A US State Department Fact Sheet (May 14) summarised the basic features of the new regime, which will enter operation for an initial six-month period (May 30-November 25) and be subject to periodic review by the Security Council: "[The] UN escrow account for Iraqi oil revenue and restrictions on items of potential military and military-related use are maintained. UN export controls on purely civilian goods purchased by Iraq are lifted. The delivery of civilian goods purchased by Iraq is streamlined. All contracts for export of goods to Iraq under the oil-for-food programme are presumed approved unless found to contain item(s) on the 'Goods Review List'. The two UN inspection bodies already assigned to monitor Iraq will use the GRL: the UN Monitoring, Verification and Inspection Commission (UNMOVIC) and the International Atomic Energy Agency (IAEA). They will examine all purchase contracts to see if they contain GRL items. UNMOVIC and the IAEA have the authority to approve all non-GRL items. Only items that are covered by the GRL, not entire contracts, will be forwarded to the UN Sanctions Committee for further review, and prompt approval or denial."

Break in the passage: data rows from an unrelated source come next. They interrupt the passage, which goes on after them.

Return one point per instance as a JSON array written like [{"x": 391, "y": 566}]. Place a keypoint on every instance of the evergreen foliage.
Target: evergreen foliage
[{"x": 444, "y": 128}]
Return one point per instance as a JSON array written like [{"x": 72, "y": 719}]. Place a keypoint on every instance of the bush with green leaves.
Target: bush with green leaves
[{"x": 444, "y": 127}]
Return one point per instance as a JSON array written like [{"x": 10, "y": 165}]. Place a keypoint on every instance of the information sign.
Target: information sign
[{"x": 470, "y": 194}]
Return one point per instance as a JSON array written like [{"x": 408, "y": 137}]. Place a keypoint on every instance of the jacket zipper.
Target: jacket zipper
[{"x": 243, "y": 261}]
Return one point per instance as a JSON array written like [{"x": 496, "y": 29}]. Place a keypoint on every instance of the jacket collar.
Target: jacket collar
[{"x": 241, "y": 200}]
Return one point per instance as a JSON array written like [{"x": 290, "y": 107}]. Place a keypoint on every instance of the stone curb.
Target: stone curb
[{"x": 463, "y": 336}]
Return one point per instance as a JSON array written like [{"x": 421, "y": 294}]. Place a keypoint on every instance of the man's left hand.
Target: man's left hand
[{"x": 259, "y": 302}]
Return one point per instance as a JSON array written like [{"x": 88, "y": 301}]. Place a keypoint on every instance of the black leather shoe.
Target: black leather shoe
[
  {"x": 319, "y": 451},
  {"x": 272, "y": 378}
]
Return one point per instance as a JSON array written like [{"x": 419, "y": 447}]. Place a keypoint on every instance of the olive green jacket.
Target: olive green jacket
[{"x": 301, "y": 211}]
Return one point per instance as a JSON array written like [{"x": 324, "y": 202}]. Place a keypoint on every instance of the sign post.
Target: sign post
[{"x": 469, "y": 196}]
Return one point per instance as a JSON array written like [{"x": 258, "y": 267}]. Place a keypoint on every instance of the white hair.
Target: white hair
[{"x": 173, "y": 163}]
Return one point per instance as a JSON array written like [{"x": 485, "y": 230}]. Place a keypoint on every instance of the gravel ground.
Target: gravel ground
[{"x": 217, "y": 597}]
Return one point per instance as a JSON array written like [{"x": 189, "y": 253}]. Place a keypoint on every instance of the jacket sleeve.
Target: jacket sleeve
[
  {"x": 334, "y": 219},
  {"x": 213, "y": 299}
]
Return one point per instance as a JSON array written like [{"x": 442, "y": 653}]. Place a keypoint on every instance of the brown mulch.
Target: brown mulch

The diplomatic road to smart sanctions was long and hard, partly because of the level of detail involved in finalising the GRL, but principally due to a minority view on the Council, held notably by Russia, that a focus on revising sanctions detracted from the need to find a fundamental political solution to the problem of Iraq's refusal to allow weapons inspectors to return and certify the country's WMD-disarmament. From the perspective of the United States, the new arrangement takes the sting out of the damaging international argument that sanctions were deliberately targeted against Iraqi civilians. For the Bush administration too, however, the issue is not sanctions but the WMD-threat posed by Baghdad. Where most states see the answer lying clearly with a return of inspectors, with a strong hand to complete their task, the US, and possibly the UK, see a danger of the Saddam Hussein regime agreeing to an inadequate inspection regime to rush through a complete lifting of sanctions and save his own regime from a military attack now openly and routinely discussed in Washington.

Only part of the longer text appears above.